Mr Svanberg, who also chairs Volvo Group, the Swedish truckmaker, was born in Porjus, a village in the Arctic Circle. He moved house 10 times before he was 15 as his accountant father was transferred between hydroelectric projects by the state utility he worked for. He had to adapt to new schools and communities, an experience that prepared him for his peripatetic business career. “I still have a little bit of that nomad touch,” he says. “If I move on and start packing things, I get a little thrill.”

A keen sailor with a year-round tan, Mr Svanberg says he thrives on the teamwork of business in the same way he enjoys skippering a boat. He prefers to persuade rather than order. “If I have to say to someone, ‘I hear what you say, but I’m deciding and this is what we’re going to do,’ that feels like a poor way of going forward.”

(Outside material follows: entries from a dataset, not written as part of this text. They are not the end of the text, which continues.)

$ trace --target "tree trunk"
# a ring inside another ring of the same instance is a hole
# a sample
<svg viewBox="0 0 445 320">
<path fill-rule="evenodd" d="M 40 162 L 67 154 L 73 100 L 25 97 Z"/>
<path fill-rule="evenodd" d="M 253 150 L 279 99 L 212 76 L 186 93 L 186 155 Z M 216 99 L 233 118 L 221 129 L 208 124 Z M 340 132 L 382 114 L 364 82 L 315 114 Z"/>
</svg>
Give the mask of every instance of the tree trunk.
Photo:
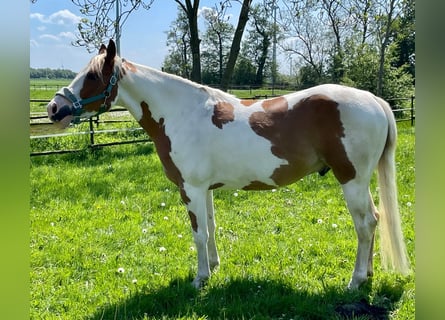
<svg viewBox="0 0 445 320">
<path fill-rule="evenodd" d="M 235 69 L 236 59 L 238 58 L 239 49 L 241 46 L 241 39 L 243 37 L 244 28 L 247 20 L 249 20 L 249 10 L 252 0 L 243 0 L 241 12 L 238 19 L 238 25 L 233 36 L 232 46 L 230 48 L 229 60 L 227 61 L 226 70 L 221 81 L 221 89 L 227 91 L 230 81 L 232 79 L 233 70 Z"/>
<path fill-rule="evenodd" d="M 198 9 L 199 0 L 194 0 L 193 5 L 191 0 L 185 0 L 185 5 L 180 0 L 175 0 L 187 15 L 190 27 L 190 50 L 192 51 L 192 73 L 190 79 L 194 82 L 201 83 L 201 51 L 199 45 L 198 33 Z"/>
<path fill-rule="evenodd" d="M 387 15 L 386 25 L 385 25 L 385 34 L 383 36 L 381 48 L 380 48 L 380 61 L 379 61 L 379 74 L 377 79 L 377 95 L 383 96 L 383 77 L 385 74 L 385 54 L 386 48 L 389 44 L 389 37 L 391 36 L 392 24 L 394 22 L 394 10 L 395 10 L 395 1 L 391 0 L 389 3 L 389 12 Z"/>
</svg>

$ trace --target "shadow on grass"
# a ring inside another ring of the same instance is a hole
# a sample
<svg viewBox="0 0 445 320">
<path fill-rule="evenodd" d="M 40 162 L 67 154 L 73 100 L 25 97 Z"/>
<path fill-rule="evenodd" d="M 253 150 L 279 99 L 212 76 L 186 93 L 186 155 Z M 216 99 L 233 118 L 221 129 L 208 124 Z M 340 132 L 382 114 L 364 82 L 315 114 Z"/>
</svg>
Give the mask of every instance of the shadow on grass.
<svg viewBox="0 0 445 320">
<path fill-rule="evenodd" d="M 370 302 L 370 286 L 357 292 L 325 288 L 310 293 L 288 284 L 235 279 L 200 291 L 191 279 L 175 279 L 151 292 L 139 290 L 126 300 L 101 308 L 91 319 L 389 319 L 403 284 L 383 283 Z"/>
</svg>

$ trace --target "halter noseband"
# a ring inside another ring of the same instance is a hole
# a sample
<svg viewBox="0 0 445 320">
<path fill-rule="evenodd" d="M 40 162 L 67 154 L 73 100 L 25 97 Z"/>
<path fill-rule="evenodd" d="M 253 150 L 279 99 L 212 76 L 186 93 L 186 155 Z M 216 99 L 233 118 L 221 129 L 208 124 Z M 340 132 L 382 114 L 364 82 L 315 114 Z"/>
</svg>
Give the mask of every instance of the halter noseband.
<svg viewBox="0 0 445 320">
<path fill-rule="evenodd" d="M 74 120 L 72 121 L 74 124 L 80 123 L 80 116 L 86 111 L 84 106 L 96 102 L 99 100 L 104 100 L 104 103 L 100 106 L 99 111 L 95 114 L 95 116 L 98 116 L 108 110 L 108 107 L 106 105 L 107 98 L 111 94 L 111 90 L 113 90 L 113 87 L 116 85 L 117 81 L 119 80 L 119 68 L 116 68 L 113 75 L 110 78 L 110 82 L 108 83 L 108 86 L 102 92 L 101 94 L 98 94 L 96 96 L 86 98 L 86 99 L 77 99 L 74 93 L 71 92 L 71 90 L 68 87 L 61 88 L 56 95 L 64 97 L 68 101 L 70 101 L 73 106 L 70 108 L 69 106 L 63 106 L 62 109 L 69 109 L 67 112 L 68 114 L 71 114 L 74 116 Z"/>
</svg>

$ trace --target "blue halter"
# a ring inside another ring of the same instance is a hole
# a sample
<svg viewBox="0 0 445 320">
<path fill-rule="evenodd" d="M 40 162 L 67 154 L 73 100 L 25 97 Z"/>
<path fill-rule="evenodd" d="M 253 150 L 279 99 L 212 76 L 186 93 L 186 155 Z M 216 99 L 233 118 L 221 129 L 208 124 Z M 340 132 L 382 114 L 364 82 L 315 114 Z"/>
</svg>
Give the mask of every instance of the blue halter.
<svg viewBox="0 0 445 320">
<path fill-rule="evenodd" d="M 64 97 L 65 99 L 69 100 L 73 104 L 72 107 L 63 106 L 61 108 L 61 110 L 69 109 L 69 111 L 67 113 L 74 116 L 74 119 L 72 121 L 74 124 L 80 123 L 80 116 L 86 111 L 84 106 L 89 103 L 96 102 L 99 100 L 104 100 L 104 103 L 100 106 L 99 111 L 97 111 L 95 116 L 98 116 L 98 115 L 106 112 L 108 110 L 108 107 L 105 102 L 106 102 L 107 98 L 110 96 L 111 90 L 113 90 L 113 87 L 116 85 L 118 80 L 119 80 L 119 69 L 116 69 L 114 71 L 113 75 L 111 76 L 110 82 L 108 83 L 108 86 L 106 87 L 104 92 L 102 92 L 101 94 L 98 94 L 96 96 L 86 98 L 86 99 L 81 99 L 81 100 L 77 99 L 76 96 L 74 95 L 74 93 L 72 93 L 68 87 L 61 88 L 56 93 L 56 95 Z"/>
</svg>

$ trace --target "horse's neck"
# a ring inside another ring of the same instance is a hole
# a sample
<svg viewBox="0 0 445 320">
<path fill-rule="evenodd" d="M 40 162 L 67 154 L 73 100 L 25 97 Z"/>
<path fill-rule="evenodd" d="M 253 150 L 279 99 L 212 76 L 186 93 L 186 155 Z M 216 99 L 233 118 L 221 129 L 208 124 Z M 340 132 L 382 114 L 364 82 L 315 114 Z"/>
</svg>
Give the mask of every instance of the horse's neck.
<svg viewBox="0 0 445 320">
<path fill-rule="evenodd" d="M 208 93 L 198 85 L 155 69 L 134 65 L 127 70 L 119 84 L 118 104 L 126 107 L 136 118 L 142 117 L 142 104 L 149 106 L 156 120 L 187 114 Z M 185 102 L 187 101 L 187 102 Z"/>
</svg>

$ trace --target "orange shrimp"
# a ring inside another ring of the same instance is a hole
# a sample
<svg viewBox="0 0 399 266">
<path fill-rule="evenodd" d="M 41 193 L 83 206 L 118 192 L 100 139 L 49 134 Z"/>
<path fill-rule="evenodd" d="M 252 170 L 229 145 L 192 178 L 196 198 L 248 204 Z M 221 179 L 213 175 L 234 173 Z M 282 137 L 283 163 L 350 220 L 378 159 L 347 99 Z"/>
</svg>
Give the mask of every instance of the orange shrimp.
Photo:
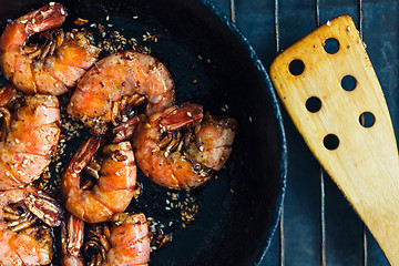
<svg viewBox="0 0 399 266">
<path fill-rule="evenodd" d="M 134 51 L 113 53 L 100 60 L 78 83 L 68 113 L 104 133 L 104 124 L 120 119 L 126 105 L 146 100 L 146 114 L 174 104 L 174 82 L 155 58 Z"/>
<path fill-rule="evenodd" d="M 0 95 L 10 95 L 12 91 L 6 86 Z M 14 103 L 12 114 L 0 108 L 4 117 L 0 139 L 0 190 L 21 187 L 38 180 L 50 164 L 60 137 L 55 96 L 38 94 L 19 100 L 24 103 Z"/>
<path fill-rule="evenodd" d="M 81 185 L 82 171 L 100 143 L 99 136 L 84 142 L 62 175 L 65 208 L 88 223 L 106 222 L 113 214 L 125 211 L 135 194 L 136 166 L 130 142 L 106 145 L 96 184 L 92 188 Z"/>
<path fill-rule="evenodd" d="M 191 103 L 140 120 L 133 136 L 137 165 L 153 182 L 173 190 L 197 187 L 221 170 L 237 127 L 233 119 L 203 116 L 202 106 Z"/>
<path fill-rule="evenodd" d="M 61 231 L 62 265 L 147 265 L 150 237 L 145 215 L 119 213 L 111 222 L 111 229 L 105 224 L 94 224 L 84 237 L 82 222 L 71 216 Z"/>
<path fill-rule="evenodd" d="M 59 226 L 63 215 L 53 198 L 33 187 L 2 192 L 0 265 L 50 264 L 54 254 L 50 227 Z"/>
<path fill-rule="evenodd" d="M 44 45 L 27 45 L 38 32 L 61 25 L 66 17 L 60 3 L 49 3 L 10 22 L 0 37 L 0 68 L 4 76 L 29 94 L 60 95 L 96 61 L 100 49 L 88 32 L 63 33 L 60 29 Z"/>
</svg>

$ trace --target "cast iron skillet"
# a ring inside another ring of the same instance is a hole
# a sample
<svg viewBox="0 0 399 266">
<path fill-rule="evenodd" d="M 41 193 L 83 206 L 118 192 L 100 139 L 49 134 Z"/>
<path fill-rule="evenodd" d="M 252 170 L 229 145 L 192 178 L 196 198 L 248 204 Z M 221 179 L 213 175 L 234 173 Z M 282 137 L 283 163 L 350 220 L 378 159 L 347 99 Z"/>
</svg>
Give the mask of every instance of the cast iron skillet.
<svg viewBox="0 0 399 266">
<path fill-rule="evenodd" d="M 287 156 L 276 95 L 247 40 L 205 0 L 61 2 L 70 14 L 65 28 L 80 17 L 90 23 L 112 24 L 105 28 L 117 29 L 127 39 L 141 40 L 146 31 L 154 33 L 157 42 L 143 44 L 150 45 L 152 55 L 172 72 L 177 102 L 201 103 L 213 114 L 238 121 L 234 152 L 218 173 L 219 178 L 191 193 L 201 203 L 200 215 L 185 229 L 171 228 L 174 241 L 156 252 L 150 264 L 260 262 L 278 223 Z M 7 19 L 16 19 L 44 3 L 1 0 L 1 30 Z M 139 180 L 143 183 L 143 195 L 139 203 L 132 203 L 130 211 L 143 211 L 158 219 L 171 218 L 163 205 L 166 190 L 150 183 L 141 173 Z"/>
</svg>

After the Deepwater Horizon disaster, he called every BP board member every day for 100 days to keep them informed and solicit views. From this process came the decision to oust Tony Hayward, the chief executive who caused offence by telling reporters he wanted his “life back” from the demands of disaster response, even as families grieved for the 11 men who were killed in the rig explosion. He was replaced by Bob Dudley, the American who leads BP today.

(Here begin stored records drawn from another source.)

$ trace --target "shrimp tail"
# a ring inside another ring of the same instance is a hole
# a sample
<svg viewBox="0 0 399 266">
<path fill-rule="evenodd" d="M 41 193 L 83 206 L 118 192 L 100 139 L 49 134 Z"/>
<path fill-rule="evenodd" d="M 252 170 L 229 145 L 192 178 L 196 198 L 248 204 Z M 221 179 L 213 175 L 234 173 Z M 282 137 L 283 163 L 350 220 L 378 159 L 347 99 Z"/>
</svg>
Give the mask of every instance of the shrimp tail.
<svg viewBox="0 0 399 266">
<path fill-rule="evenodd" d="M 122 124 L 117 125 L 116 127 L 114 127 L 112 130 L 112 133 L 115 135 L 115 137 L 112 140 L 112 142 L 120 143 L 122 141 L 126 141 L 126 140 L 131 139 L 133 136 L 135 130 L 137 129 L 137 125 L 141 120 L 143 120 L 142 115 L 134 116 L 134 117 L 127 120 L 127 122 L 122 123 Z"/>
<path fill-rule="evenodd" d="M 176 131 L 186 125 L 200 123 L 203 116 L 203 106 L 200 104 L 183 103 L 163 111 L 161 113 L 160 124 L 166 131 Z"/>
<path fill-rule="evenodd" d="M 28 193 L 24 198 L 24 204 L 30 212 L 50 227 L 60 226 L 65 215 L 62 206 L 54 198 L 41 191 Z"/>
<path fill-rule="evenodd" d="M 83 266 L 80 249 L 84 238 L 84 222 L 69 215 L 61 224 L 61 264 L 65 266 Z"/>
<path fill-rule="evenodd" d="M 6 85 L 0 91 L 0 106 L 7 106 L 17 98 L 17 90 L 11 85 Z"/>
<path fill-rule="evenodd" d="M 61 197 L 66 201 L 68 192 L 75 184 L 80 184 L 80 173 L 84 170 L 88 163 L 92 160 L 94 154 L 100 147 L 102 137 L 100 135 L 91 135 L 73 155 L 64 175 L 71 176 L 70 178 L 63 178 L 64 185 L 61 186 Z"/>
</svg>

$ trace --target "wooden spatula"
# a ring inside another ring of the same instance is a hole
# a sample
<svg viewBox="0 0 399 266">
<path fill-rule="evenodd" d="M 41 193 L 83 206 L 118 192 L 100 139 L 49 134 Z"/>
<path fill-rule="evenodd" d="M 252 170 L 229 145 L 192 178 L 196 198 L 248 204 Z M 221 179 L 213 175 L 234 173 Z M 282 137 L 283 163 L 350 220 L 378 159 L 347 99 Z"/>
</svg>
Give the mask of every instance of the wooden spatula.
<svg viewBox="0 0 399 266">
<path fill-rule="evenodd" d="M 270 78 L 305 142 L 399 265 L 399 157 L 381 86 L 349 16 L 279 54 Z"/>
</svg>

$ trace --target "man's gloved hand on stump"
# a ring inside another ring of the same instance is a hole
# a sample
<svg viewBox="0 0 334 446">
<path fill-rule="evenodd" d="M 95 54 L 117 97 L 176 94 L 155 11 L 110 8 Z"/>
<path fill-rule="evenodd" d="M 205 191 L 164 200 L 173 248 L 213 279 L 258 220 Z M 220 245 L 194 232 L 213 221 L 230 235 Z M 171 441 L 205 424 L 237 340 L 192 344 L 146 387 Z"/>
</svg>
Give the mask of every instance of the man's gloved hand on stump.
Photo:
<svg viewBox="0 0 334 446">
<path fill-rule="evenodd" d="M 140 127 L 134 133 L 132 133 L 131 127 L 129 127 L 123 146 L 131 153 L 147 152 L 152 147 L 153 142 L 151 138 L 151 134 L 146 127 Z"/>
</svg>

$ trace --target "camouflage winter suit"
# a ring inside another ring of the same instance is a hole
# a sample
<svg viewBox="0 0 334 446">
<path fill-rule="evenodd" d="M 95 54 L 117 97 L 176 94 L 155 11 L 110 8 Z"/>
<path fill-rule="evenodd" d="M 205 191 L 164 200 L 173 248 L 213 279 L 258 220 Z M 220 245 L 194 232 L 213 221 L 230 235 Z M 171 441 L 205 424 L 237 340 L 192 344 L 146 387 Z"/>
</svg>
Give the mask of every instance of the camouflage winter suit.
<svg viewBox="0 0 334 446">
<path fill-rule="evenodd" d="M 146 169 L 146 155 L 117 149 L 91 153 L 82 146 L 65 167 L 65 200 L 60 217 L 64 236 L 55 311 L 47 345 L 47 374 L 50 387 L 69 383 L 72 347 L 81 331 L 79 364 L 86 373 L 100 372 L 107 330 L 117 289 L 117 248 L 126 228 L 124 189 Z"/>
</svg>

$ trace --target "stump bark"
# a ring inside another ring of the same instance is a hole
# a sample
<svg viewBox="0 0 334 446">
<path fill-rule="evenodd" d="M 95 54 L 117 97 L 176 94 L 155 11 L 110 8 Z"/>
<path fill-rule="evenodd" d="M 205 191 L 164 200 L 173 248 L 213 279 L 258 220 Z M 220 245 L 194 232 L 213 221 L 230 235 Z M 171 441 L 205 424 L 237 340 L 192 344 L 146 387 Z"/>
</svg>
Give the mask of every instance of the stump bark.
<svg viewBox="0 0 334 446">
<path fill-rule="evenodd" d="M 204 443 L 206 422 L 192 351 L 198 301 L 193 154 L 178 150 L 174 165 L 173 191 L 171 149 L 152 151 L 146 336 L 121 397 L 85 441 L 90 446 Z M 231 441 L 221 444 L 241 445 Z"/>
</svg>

Did Mr Hayward accept the need for change? “I think he intellectually understood it,” says Mr Svanberg. “I think emotionally he didn’t.”

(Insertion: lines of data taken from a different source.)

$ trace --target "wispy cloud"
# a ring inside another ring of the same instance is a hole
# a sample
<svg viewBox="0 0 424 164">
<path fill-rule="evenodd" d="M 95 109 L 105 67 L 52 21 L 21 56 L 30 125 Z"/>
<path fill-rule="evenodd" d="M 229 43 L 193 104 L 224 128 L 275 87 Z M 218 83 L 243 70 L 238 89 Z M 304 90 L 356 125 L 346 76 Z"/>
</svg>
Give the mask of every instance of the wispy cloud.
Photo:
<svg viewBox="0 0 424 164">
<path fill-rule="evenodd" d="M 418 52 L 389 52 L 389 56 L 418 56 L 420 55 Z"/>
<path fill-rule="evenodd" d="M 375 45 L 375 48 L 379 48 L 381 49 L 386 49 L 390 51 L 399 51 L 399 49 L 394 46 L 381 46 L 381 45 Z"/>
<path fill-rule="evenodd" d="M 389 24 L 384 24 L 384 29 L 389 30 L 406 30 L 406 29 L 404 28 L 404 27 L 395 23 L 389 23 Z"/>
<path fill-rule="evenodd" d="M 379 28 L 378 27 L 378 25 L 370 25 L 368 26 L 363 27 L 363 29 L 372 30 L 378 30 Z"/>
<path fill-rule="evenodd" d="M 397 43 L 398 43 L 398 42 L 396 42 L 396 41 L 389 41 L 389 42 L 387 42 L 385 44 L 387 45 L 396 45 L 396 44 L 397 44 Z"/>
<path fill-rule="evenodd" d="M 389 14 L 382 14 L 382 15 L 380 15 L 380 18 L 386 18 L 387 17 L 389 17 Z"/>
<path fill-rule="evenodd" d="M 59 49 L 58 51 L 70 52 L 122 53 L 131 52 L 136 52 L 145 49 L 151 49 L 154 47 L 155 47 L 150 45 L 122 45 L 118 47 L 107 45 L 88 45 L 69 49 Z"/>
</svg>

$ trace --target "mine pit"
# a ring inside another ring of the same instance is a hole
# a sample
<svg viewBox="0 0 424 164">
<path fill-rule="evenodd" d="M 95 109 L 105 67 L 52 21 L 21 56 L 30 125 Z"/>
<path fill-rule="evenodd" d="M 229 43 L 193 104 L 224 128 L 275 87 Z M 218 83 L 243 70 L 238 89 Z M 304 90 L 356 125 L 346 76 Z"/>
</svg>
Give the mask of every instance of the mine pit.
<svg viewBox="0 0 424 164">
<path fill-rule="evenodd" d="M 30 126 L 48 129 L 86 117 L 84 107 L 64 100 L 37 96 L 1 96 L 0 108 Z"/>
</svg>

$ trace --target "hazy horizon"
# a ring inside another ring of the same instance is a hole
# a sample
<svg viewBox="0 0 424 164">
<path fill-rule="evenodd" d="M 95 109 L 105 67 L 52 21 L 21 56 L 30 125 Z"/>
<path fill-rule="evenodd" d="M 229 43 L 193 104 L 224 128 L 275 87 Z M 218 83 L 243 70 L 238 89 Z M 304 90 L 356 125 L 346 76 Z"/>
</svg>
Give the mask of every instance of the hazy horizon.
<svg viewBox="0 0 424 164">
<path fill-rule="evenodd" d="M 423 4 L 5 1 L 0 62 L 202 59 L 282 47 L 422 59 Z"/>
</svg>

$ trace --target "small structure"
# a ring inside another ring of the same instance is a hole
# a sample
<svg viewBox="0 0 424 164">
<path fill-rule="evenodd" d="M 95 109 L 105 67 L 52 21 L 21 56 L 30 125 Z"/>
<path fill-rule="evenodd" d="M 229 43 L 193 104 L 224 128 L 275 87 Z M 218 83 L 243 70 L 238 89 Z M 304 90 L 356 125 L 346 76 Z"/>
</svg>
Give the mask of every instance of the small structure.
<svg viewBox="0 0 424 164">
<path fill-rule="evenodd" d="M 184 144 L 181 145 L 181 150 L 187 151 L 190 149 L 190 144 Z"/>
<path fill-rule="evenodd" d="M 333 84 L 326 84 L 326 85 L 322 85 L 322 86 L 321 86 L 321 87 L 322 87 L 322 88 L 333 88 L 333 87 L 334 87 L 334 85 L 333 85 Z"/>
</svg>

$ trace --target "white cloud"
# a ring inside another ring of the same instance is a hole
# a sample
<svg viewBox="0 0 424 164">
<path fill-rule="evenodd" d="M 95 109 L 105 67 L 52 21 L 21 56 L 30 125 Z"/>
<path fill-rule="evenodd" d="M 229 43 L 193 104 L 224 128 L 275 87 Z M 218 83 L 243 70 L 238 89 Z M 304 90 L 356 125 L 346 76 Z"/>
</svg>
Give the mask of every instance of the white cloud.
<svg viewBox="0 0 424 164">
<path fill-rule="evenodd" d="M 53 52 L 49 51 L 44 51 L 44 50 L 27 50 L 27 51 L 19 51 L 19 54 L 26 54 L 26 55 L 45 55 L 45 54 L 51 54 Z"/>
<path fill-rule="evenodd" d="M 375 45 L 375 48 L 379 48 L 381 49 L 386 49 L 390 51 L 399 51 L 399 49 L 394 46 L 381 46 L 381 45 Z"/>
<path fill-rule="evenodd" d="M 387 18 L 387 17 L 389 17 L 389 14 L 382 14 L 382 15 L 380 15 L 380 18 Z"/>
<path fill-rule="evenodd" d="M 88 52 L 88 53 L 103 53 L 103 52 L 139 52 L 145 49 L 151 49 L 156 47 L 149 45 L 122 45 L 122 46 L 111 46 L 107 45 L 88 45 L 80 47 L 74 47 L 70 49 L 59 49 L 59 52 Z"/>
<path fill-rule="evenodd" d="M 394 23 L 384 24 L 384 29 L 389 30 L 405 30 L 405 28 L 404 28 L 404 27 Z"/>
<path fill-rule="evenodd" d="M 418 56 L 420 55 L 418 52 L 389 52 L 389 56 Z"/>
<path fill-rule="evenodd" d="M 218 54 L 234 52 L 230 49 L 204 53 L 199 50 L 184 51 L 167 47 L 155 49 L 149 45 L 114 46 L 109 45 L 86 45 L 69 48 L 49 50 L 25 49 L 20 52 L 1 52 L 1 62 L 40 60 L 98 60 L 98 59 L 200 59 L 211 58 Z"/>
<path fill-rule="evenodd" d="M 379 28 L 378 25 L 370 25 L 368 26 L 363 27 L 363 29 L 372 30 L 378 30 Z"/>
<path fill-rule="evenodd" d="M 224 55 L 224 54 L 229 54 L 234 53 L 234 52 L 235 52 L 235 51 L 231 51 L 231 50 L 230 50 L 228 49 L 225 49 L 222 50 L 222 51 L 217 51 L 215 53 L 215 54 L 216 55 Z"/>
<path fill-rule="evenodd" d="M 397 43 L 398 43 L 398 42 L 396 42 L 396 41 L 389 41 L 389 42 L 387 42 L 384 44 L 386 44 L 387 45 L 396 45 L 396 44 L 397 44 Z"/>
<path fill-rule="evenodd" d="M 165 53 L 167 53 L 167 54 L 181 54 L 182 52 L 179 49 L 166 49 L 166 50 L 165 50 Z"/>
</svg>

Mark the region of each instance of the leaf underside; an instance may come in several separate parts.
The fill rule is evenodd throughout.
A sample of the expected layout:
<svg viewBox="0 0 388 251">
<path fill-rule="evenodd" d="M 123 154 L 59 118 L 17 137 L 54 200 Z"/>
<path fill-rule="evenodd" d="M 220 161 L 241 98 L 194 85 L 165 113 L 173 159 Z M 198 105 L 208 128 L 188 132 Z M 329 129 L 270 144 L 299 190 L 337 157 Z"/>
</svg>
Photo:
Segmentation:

There have been other moments of tension, such as a shareholder rebellion in 2016 over the 20 per cent pay rise for Mr Dudley despite BP suffering its worst annual loss. “We could have read that situation better,” admits Mr Svanberg.

Yet, for all the turbulence, the sailor will leave BP with his reputation enhanced for steering the company to calmer waters. “I didn’t think we would by now have come as far as we’ve done,” he says. “I feel very happy about that.”

Ask an outsider: damage control

“After any crisis, it is vital to have the right voice out there immediately and transparently, to tell the company’s story about what it knows and what it doesn’t know so far,” says Michael Watkins, professor of leadership and organisational Change at IMD business school, Switzerland, and author of “How BP Could Have Avoided Disaster”.

He says: “If you don’t do that and you are in a hole, a very deep hole, then you are in the brand recovery stage, and the damage has been done.” In that case, as happened to BP, the first thing to change is the leadership, as you cannot hope to rebalance a decent dynamic once the damage has been done, he adds. The new leadership needs to focus on getting right what went wrong.

The other priority, says Prof Watkins, is to ensure the crisis does not distract the leadership team from what they normally do. At these crisis points, companies are vulnerable to things going wrong because executives are distracted.